The effect on overall exit is not only statistically insignificant in most specifications, it is also economically hardly significant. In the abstract they point to the estimate for medium-rated restaurants, which they give as a 14% higher likelihood of exit. Only in the conclusions at the end do they mention the much lower estimates for all restaurants of plus four to ten percent. The annual closure rate of restaurants in the Bay Area is five percent. Four percent increase of a five percent exit rate would be an additional minimum-wage-related closure of 0.2 percent of all restaurants, or one in 500. This is nothing to write home about, especially if the result is far from statistically significant.
More exits of bad restaurants, but no overall decline
The third question remains to be answered.
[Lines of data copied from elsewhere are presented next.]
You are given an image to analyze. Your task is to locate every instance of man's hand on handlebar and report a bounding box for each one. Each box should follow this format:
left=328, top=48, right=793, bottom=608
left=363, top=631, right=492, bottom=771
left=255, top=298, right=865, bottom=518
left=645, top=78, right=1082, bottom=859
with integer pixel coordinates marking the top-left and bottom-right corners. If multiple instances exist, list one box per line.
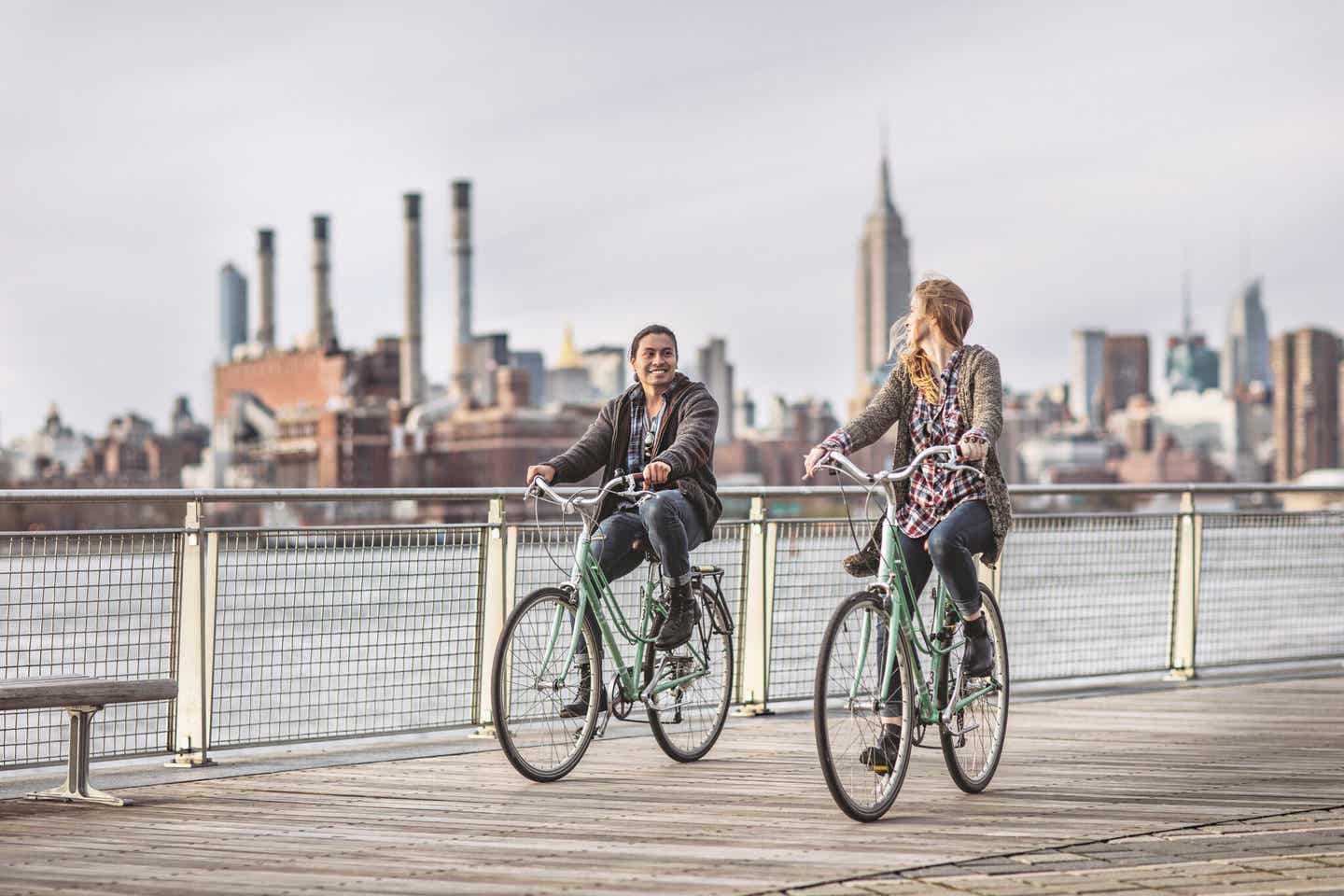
left=526, top=464, right=555, bottom=485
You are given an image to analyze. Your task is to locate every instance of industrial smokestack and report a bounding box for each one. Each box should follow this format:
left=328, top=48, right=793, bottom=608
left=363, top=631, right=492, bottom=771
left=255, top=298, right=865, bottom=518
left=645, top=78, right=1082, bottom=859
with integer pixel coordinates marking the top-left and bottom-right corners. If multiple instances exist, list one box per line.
left=314, top=215, right=336, bottom=351
left=400, top=193, right=425, bottom=407
left=453, top=180, right=471, bottom=403
left=257, top=230, right=275, bottom=352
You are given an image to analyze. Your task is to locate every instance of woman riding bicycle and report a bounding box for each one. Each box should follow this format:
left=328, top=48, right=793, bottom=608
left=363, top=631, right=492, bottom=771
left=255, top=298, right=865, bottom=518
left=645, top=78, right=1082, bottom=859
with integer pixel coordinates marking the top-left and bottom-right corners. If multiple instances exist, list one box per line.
left=804, top=276, right=1012, bottom=764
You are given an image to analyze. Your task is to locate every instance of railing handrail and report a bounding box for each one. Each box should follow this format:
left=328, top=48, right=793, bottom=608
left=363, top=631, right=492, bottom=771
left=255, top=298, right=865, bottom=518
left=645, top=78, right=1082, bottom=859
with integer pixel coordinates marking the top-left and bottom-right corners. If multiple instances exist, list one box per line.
left=0, top=483, right=1344, bottom=505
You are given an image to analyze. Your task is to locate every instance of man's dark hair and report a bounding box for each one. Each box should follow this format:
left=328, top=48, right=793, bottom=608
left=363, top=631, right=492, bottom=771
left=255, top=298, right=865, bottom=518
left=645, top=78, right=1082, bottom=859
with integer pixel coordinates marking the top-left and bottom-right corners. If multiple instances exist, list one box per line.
left=630, top=324, right=681, bottom=361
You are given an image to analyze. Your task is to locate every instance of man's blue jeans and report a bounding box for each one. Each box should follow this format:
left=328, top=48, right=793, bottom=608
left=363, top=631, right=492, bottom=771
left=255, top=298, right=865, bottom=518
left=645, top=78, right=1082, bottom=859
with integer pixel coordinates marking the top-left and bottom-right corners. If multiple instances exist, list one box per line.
left=578, top=489, right=706, bottom=664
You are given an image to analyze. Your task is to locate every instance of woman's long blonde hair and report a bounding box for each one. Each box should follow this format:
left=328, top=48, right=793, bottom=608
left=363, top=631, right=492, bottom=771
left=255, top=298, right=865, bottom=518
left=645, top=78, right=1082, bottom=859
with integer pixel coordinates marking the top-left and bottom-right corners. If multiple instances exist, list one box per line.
left=891, top=275, right=974, bottom=404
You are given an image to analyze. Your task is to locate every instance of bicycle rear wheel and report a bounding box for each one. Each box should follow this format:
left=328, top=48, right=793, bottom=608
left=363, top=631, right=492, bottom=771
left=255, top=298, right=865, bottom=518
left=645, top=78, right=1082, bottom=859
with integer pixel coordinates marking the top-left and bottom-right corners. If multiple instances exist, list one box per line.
left=937, top=584, right=1008, bottom=794
left=644, top=583, right=733, bottom=762
left=491, top=588, right=602, bottom=782
left=813, top=591, right=916, bottom=820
Does the overall number of restaurants and restaurant jobs go down, if minimum wages are hiked, or do restaurants that expand their workforce and new restaurants make up for the employment loss in badly run, failing restaurants?
On employment, the Harvard-study has to remain silent, as the Yelp-data the authors use, does not contain any information on that. Thus, the main theoretical channel, which could account for less damaging or even positive effects of minimum wages on employment, is ignored by design.
As regards the number of restaurants, the authors mention briefly, that there is a negative effect, which is not statistically relevant. However, it is not only statistically not significant, but also economically irrelevant. In a table in the annex, one can find that from a base of 45 restaurants per 10.000 inhabitants, a minimum wage hike by one dollar leads to 0.1 to 0.2 less restaurants per 10.000 people.
In conclusion, one can read this study as confirmation that no statistically and economically significant negative effects from higher minimum wages should be expected.